Quando Stanley Kramer gli propose questo film Douglas accettò con entusiasmo. Infatti questo grande attore ha sempre rivendicato con orgoglio le sue radici ebraiche ed è questo anche il motivo della scelta di interpretare la figura del generale americano David Marcus fondatore dell'esercito israeliano ne I combattenti della Notte (1966).
I Perseguitati, come anche I combattenti della notte, offrono una immagine di Israele, specialmente con gli occhi di oggi, molto apologetica ma permette a Douglas di offrirci una grande interpretazione nella parte di un clown che dopo l'inferno del campo di concentramento fatica a rientrare nella vita civile.
Questa interpretazione ci permette tra l'altro la possibilità di vedere le inaspettate qualità di giocoliere di Douglas.

Prendendo ad esempio l'amico e collega Burt Lancaster che nel nel 1948 aveva fondato la sua compagnia di produzione (la Norma prodiction più tardi Hecht Hill Lancaster prodiction) Douglas decide di produrre anche lui i suoi film con lo scopo di partecipare più attivamente alla creazione di un film e fonda una propria compagnia con il nome della propria madre: la Bryna Company.
Il primo film prodotto dalla nuova compagnia è Il cacciatore di indiani dove recita accanto a Walter Matthau che aveva appena esordito sullo schermo nel film interpretato e diretto da Burt Lancaster Il Kentuckiano e dove esordisce la giovanissima Elsa Martinelli. Un western tradizionale che non fa presagire i capolavori che verranno prodotti dalla compagnia di Douglas.

Brama di vivere

Il successivo film rivela totalmente il suo genio cinematografico. Partendo dalla sua straordinaria somiglianza con il pittore Vincent Van Gogh notata dal regista rumeno Jean Negulescu, Douglas si decide a trarre un film dalla biografia romanzata di Irving Stone Brama di vivere. La Metro Gold Mayer aveva già i diritti cinematografici di questo romanzo e aveva pensato a suo tempo di trarne un film con Spencer Tracy.
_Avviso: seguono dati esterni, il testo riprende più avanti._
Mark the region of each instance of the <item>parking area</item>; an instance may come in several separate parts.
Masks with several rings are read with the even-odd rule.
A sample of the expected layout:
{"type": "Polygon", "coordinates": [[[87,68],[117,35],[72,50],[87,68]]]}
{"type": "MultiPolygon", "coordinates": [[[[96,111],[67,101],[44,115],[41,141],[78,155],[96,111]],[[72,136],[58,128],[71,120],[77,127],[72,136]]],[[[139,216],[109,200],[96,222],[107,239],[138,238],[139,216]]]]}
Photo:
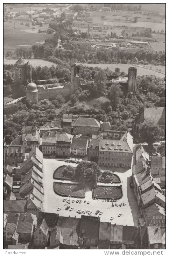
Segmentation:
{"type": "MultiPolygon", "coordinates": [[[[68,217],[80,217],[80,215],[77,213],[78,209],[84,211],[88,210],[92,211],[92,216],[99,216],[95,214],[96,211],[98,210],[103,211],[103,214],[100,216],[100,220],[102,221],[111,222],[112,224],[116,223],[117,224],[120,224],[128,225],[137,225],[138,221],[138,207],[132,189],[129,186],[129,177],[132,174],[131,170],[126,171],[124,173],[118,173],[121,181],[123,196],[118,200],[118,206],[112,207],[112,203],[110,202],[106,202],[105,200],[94,200],[92,198],[91,188],[89,186],[86,188],[85,199],[82,199],[82,202],[79,203],[77,203],[77,198],[71,198],[70,203],[66,202],[66,201],[63,202],[63,198],[65,197],[60,196],[56,195],[54,191],[53,183],[56,181],[53,178],[54,171],[59,166],[63,165],[71,164],[76,167],[76,164],[75,163],[65,163],[64,162],[56,160],[55,159],[43,159],[43,184],[44,187],[44,197],[43,203],[43,211],[45,212],[51,213],[58,213],[61,216],[68,217]],[[72,201],[75,200],[74,202],[72,201]],[[85,200],[86,202],[84,202],[85,200]],[[89,204],[87,204],[87,201],[90,201],[89,204]],[[126,204],[125,206],[121,207],[119,206],[119,204],[121,203],[126,204]],[[65,209],[67,206],[70,207],[68,210],[65,209]],[[59,211],[57,209],[61,207],[61,209],[59,211]],[[70,210],[70,208],[73,207],[72,211],[70,210]],[[122,214],[120,217],[118,217],[119,213],[122,214]],[[113,217],[111,221],[110,219],[113,217]]],[[[65,182],[64,181],[61,182],[65,182]]],[[[119,186],[119,184],[118,184],[119,186]]],[[[64,185],[63,184],[64,186],[64,185]]],[[[66,197],[65,197],[66,198],[66,197]]],[[[68,198],[67,197],[68,199],[68,198]]],[[[113,203],[114,205],[114,203],[113,203]]],[[[85,214],[87,215],[88,213],[85,214]]],[[[84,214],[84,213],[82,214],[84,214]]]]}

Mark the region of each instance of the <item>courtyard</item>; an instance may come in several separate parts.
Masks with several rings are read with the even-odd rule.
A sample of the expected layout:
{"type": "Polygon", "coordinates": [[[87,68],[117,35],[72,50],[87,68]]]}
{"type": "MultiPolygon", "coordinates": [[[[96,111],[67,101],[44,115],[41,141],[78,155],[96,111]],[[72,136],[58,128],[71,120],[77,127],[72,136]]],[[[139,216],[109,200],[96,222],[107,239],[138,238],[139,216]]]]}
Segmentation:
{"type": "MultiPolygon", "coordinates": [[[[59,183],[61,184],[66,183],[66,184],[76,183],[71,181],[64,181],[54,179],[53,174],[55,170],[58,167],[63,165],[69,165],[71,164],[72,166],[76,167],[77,164],[73,163],[68,163],[63,161],[57,160],[55,159],[43,159],[43,185],[44,187],[44,196],[43,203],[43,211],[46,213],[59,213],[62,216],[80,217],[80,215],[77,213],[76,211],[78,209],[80,209],[84,211],[88,210],[92,211],[92,216],[98,216],[95,214],[96,211],[99,210],[100,211],[103,211],[103,213],[100,216],[100,220],[101,221],[111,222],[113,224],[116,223],[117,224],[123,224],[128,225],[136,225],[138,224],[138,206],[136,198],[134,194],[133,189],[129,186],[130,177],[132,175],[131,169],[126,170],[124,169],[123,173],[121,170],[119,170],[120,172],[118,173],[117,169],[117,175],[119,176],[121,183],[117,184],[119,186],[122,185],[123,196],[121,198],[118,200],[118,207],[112,207],[112,203],[110,202],[106,201],[103,200],[94,200],[92,197],[92,193],[91,187],[90,185],[86,188],[85,198],[82,198],[83,202],[81,203],[76,203],[77,197],[71,197],[70,203],[66,202],[66,201],[63,202],[64,198],[65,197],[61,196],[56,194],[54,190],[54,182],[59,183]],[[72,200],[75,200],[74,202],[72,200]],[[86,202],[84,202],[84,200],[86,202]],[[90,201],[89,204],[87,204],[87,202],[90,201]],[[121,207],[119,207],[119,204],[121,203],[125,205],[121,207]],[[69,210],[66,210],[65,208],[67,206],[70,207],[73,207],[72,211],[69,210]],[[57,211],[57,209],[61,207],[61,209],[57,211]],[[118,216],[119,213],[122,213],[120,217],[118,216]],[[113,217],[112,221],[110,220],[111,217],[113,217]]],[[[78,183],[76,183],[78,184],[78,183]]],[[[99,186],[103,185],[103,183],[98,183],[99,186]]],[[[104,184],[105,186],[105,184],[104,184]]],[[[110,186],[114,186],[114,184],[111,185],[107,184],[109,187],[110,186]]],[[[65,197],[66,198],[66,197],[65,197]]],[[[80,199],[80,198],[79,198],[80,199]]],[[[82,215],[84,213],[82,214],[82,215]]],[[[87,214],[86,214],[87,215],[87,214]]]]}

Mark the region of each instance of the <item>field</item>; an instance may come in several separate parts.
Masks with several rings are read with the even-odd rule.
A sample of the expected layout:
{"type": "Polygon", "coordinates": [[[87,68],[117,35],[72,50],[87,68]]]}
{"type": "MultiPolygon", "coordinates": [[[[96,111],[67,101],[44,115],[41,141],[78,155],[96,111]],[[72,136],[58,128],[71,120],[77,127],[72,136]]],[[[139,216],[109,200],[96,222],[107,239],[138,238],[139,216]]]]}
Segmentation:
{"type": "MultiPolygon", "coordinates": [[[[28,59],[23,59],[25,61],[27,62],[28,59]]],[[[7,60],[5,59],[3,60],[3,64],[14,64],[17,59],[15,60],[7,60]]],[[[33,67],[37,67],[38,66],[41,66],[42,67],[44,67],[47,66],[48,67],[51,67],[52,65],[56,67],[57,64],[54,64],[52,62],[48,61],[47,60],[37,60],[33,59],[29,60],[30,63],[31,64],[33,67]]]]}
{"type": "Polygon", "coordinates": [[[83,188],[81,185],[54,182],[54,190],[56,194],[63,196],[70,195],[73,197],[84,198],[83,188]]]}
{"type": "MultiPolygon", "coordinates": [[[[130,65],[129,64],[88,64],[87,63],[78,63],[78,64],[81,64],[82,65],[85,66],[87,66],[88,67],[98,67],[99,68],[108,68],[110,70],[112,70],[113,71],[114,71],[115,69],[116,68],[119,68],[120,70],[120,72],[122,71],[124,71],[124,72],[128,74],[128,68],[131,67],[133,66],[135,67],[135,66],[132,65],[132,64],[130,65]]],[[[156,77],[159,77],[160,78],[163,78],[164,76],[164,75],[163,74],[161,74],[159,73],[158,72],[154,70],[151,70],[146,68],[145,68],[143,67],[140,67],[136,66],[137,68],[137,74],[138,75],[142,76],[143,75],[155,75],[156,77]]],[[[154,66],[155,67],[155,66],[154,66]]],[[[159,66],[156,66],[155,68],[160,69],[159,66]]]]}
{"type": "Polygon", "coordinates": [[[122,196],[121,189],[120,187],[98,187],[93,190],[93,197],[102,199],[121,198],[122,196]]]}
{"type": "Polygon", "coordinates": [[[150,42],[150,45],[155,52],[156,51],[157,52],[160,52],[161,50],[166,51],[166,43],[163,42],[150,42]]]}
{"type": "Polygon", "coordinates": [[[52,34],[31,34],[7,27],[3,27],[3,51],[14,51],[19,45],[31,46],[53,37],[52,34]]]}

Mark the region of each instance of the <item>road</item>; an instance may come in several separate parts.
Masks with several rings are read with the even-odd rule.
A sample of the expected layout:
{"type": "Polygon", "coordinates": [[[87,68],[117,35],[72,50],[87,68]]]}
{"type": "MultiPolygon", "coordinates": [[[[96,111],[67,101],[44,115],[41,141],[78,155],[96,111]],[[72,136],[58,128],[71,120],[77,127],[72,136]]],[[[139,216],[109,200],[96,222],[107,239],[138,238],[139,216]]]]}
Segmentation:
{"type": "Polygon", "coordinates": [[[118,172],[118,175],[122,182],[123,191],[123,196],[118,200],[118,205],[119,204],[121,203],[125,203],[125,206],[112,207],[112,203],[111,202],[93,199],[91,188],[89,186],[86,189],[85,200],[86,202],[90,201],[90,204],[87,204],[87,202],[84,203],[84,199],[83,200],[83,202],[81,204],[77,203],[76,201],[72,203],[71,201],[73,199],[76,200],[77,198],[71,198],[71,203],[69,205],[70,207],[73,207],[74,209],[72,211],[70,211],[69,210],[66,211],[65,209],[68,203],[63,202],[64,197],[56,195],[54,191],[53,183],[56,180],[54,180],[53,175],[54,171],[59,166],[70,164],[75,167],[77,164],[58,161],[55,159],[44,159],[43,162],[44,187],[43,211],[47,213],[59,213],[61,216],[67,217],[70,216],[73,217],[76,215],[77,217],[80,218],[80,215],[76,212],[78,209],[92,211],[91,215],[92,216],[96,216],[95,215],[95,213],[97,210],[99,210],[103,211],[103,214],[100,216],[102,221],[111,222],[112,224],[115,223],[117,224],[127,224],[132,226],[138,224],[138,208],[137,202],[133,190],[129,186],[129,177],[132,174],[131,169],[125,171],[124,169],[124,173],[118,172]],[[61,210],[58,212],[57,209],[59,207],[61,207],[61,210]],[[118,217],[118,215],[120,213],[121,213],[122,215],[120,217],[118,217]],[[114,217],[114,218],[111,221],[110,219],[112,216],[114,217]]]}

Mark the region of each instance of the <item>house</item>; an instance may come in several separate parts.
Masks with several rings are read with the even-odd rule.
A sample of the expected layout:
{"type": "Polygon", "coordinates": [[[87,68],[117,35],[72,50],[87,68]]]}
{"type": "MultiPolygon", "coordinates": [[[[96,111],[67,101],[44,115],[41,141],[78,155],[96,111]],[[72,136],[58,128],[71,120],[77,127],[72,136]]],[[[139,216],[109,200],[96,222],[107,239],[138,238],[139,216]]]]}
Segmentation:
{"type": "Polygon", "coordinates": [[[111,233],[111,223],[100,222],[98,245],[98,249],[110,249],[111,233]]]}
{"type": "Polygon", "coordinates": [[[64,157],[70,156],[71,144],[73,136],[66,133],[57,132],[56,155],[64,157]]]}
{"type": "Polygon", "coordinates": [[[100,166],[131,167],[133,149],[127,142],[113,140],[100,140],[98,164],[100,166]]]}
{"type": "Polygon", "coordinates": [[[25,200],[3,200],[3,213],[23,213],[27,211],[27,201],[25,200]]]}
{"type": "Polygon", "coordinates": [[[122,243],[122,225],[111,225],[110,249],[120,249],[122,243]]]}
{"type": "Polygon", "coordinates": [[[44,155],[55,154],[56,152],[56,132],[47,132],[42,135],[42,153],[44,155]]]}
{"type": "Polygon", "coordinates": [[[79,237],[85,248],[97,246],[99,236],[100,217],[82,215],[79,237]]]}
{"type": "Polygon", "coordinates": [[[25,159],[25,149],[23,146],[6,146],[3,149],[4,163],[17,165],[23,163],[25,159]]]}
{"type": "Polygon", "coordinates": [[[148,227],[147,234],[149,249],[162,249],[162,236],[160,227],[148,227]]]}
{"type": "Polygon", "coordinates": [[[100,123],[94,118],[78,117],[72,125],[73,133],[75,135],[80,133],[84,136],[91,137],[96,130],[100,130],[100,123]]]}
{"type": "Polygon", "coordinates": [[[73,138],[71,145],[71,155],[86,156],[88,146],[87,139],[73,138]]]}
{"type": "Polygon", "coordinates": [[[140,124],[146,122],[152,123],[155,124],[159,124],[165,133],[166,108],[145,108],[134,119],[132,125],[133,132],[139,134],[140,124]]]}
{"type": "Polygon", "coordinates": [[[30,242],[36,225],[34,214],[9,213],[4,230],[6,241],[14,244],[30,242]]]}
{"type": "Polygon", "coordinates": [[[89,157],[90,159],[98,157],[100,139],[92,139],[90,141],[88,151],[89,157]]]}
{"type": "Polygon", "coordinates": [[[21,131],[22,144],[26,152],[29,152],[36,147],[39,148],[40,130],[36,126],[23,126],[21,131]]]}
{"type": "Polygon", "coordinates": [[[147,226],[166,227],[166,210],[157,203],[154,203],[145,208],[143,215],[147,226]]]}
{"type": "Polygon", "coordinates": [[[136,163],[139,162],[143,162],[148,164],[149,161],[149,154],[145,150],[142,145],[141,145],[136,150],[136,163]]]}

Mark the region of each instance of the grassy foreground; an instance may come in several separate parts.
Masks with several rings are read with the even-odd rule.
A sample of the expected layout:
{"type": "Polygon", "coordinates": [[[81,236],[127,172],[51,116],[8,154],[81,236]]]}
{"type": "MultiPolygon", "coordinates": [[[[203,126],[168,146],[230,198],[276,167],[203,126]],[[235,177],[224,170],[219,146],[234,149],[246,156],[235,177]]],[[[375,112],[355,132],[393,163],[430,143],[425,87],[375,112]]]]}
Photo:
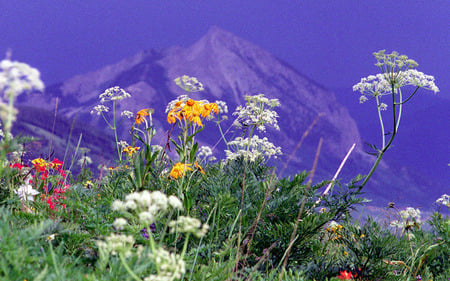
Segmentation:
{"type": "Polygon", "coordinates": [[[35,69],[2,61],[0,279],[450,280],[450,219],[442,214],[448,195],[426,219],[394,205],[385,221],[352,217],[398,132],[402,106],[419,88],[438,91],[406,56],[375,57],[381,74],[354,86],[361,102],[375,100],[378,108],[382,138],[380,148],[372,146],[374,166],[349,183],[318,184],[317,161],[311,171],[284,178],[268,164],[282,153],[261,137],[267,127],[278,129],[278,100],[247,96],[232,115],[237,133],[230,140],[220,127],[226,104],[194,99],[203,85],[187,76],[175,79],[185,94],[166,109],[172,129],[165,147],[151,144],[153,109],[116,112],[131,94],[113,87],[93,108],[114,132],[113,165],[91,171],[88,152],[79,148],[63,161],[26,159],[27,140],[10,134],[14,101],[43,84],[35,69]],[[402,98],[405,86],[415,90],[402,98]],[[390,134],[383,96],[392,99],[390,134]],[[120,140],[117,128],[127,118],[130,138],[120,140]],[[227,146],[224,159],[196,141],[213,122],[227,146]]]}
Douglas ne fa riscrivere la sceneggiatura e lo fa dirigere da Vincent Minelli che già lo aveva diretto ne Il bruto e la bella. Questo film viene girato nei luoghi stessi in cui aveva vissuto il grande pittore olandese e Douglas offre una delle sue più profonde e sofferte interpretazioni rendendo tangibile l'intima angoscia e debolezza che porterà al suicidio il grande pittore.
Come confessa lui stesso si immedesima totalmente nella figura di Van Gogh leggendo tutte le lettere che aveva scritto al fratello Theo dove sono messi in luce tutti i suoi sentimenti compresa la gelosia e l'odio provato di fronte al matrimonio del fratello.
Una grande prova di recitazione ammirata anche da un altro grande pittore, Marc Chagall, che gli consentirà di ottenere la sua terza ed ultima nomination all'Oscar. Purtroppo non otterrà questo premio più che meritato che andrà invece a Yul Brynner per il film Il re ed io, una mediocre commedia musicale che non ha lasciato traccia nella storia del cinema. Brama di vivere permette comunque al bravo Anthony Quinn di ottenere, nella parte di Gauguin, il Premio Oscar come migliore attore non protagonista.
Kirk Douglas era diventato ormai l'uomo “più odiato di Hollywood”, ma si sa Hollywood non ha mai amato gli uomini che pensano con la propria testa.
Da notare che per girare Brama di vivere la MGM obbliga Douglas a firmare un documento in cui dichiarava di non essere comunista, siamo nel 1956 in piena guerra fredda e come osserva il grande attore "D'accordo, io non sono mai stato comunista, però mi diede molto fastidio firmare quel documento. Ma nonostante tutto lo firmai."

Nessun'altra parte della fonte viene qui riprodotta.